A relação entre o real, o que é possível e o que é impossível é um tema mais do que recorrente na judicialização da saúde. Não é exagero dizer que quase sempre essa é a essência das lides que envolvem tecnologias de saúde reivindicadas do SUS. De um lado, está o paciente buscando um tratamento que não é padronizado pelo sistema público de saúde, e, de outro, estão os entes públicos afirmando que não lhes é possível fornecer todos e quaisquer tratamentos a todos os indivíduos que os postularem, e isso simplesmente porque os recursos públicos são finitos, de forma que devem ser alocados segundo uma política pública criteriosamente estabelecida.

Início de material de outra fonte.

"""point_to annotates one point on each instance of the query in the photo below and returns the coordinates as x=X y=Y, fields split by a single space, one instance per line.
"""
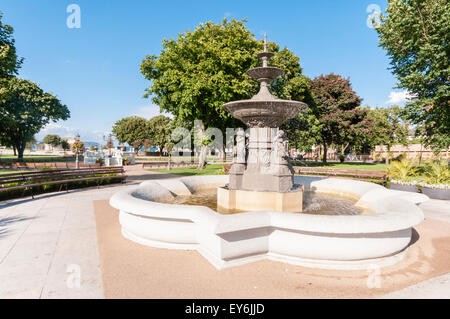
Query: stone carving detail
x=239 y=148
x=260 y=160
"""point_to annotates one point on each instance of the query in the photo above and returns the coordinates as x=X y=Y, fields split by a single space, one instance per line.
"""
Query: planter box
x=436 y=193
x=404 y=188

O princípio da reserva do possível – sobretudo quando relacionado à concretização dos direitos fundamentais de segunda dimensão, que são aqueles que demandam mais recursos financeiros para sua implementação – já é bastante conhecido e trabalhado pela doutrina constitucional e pela jurisprudência. Via de regra, entretanto, a sua análise é feita de forma abstrata, pregando a necessidade de ponderação entre a dignidade da pessoa humana e o mínimo existencial com as condições orçamentárias do Estado para, em cotejo com todas as suas outras obrigações e funções, assegurar os direitos sociais na medida do que é possível ser feito.

Quanto mais abstrata é a argumentação, mais suscetível ela é de embasar decisões tomadas por subjetivismos ou por convicções políticas ou ideológicas. Daí a importância de se estabelecer, na medida do que é viável, parâmetros concretos para a aferição do princípio da reserva do possível, especificamente, neste modesto artigo, na judicialização da saúde.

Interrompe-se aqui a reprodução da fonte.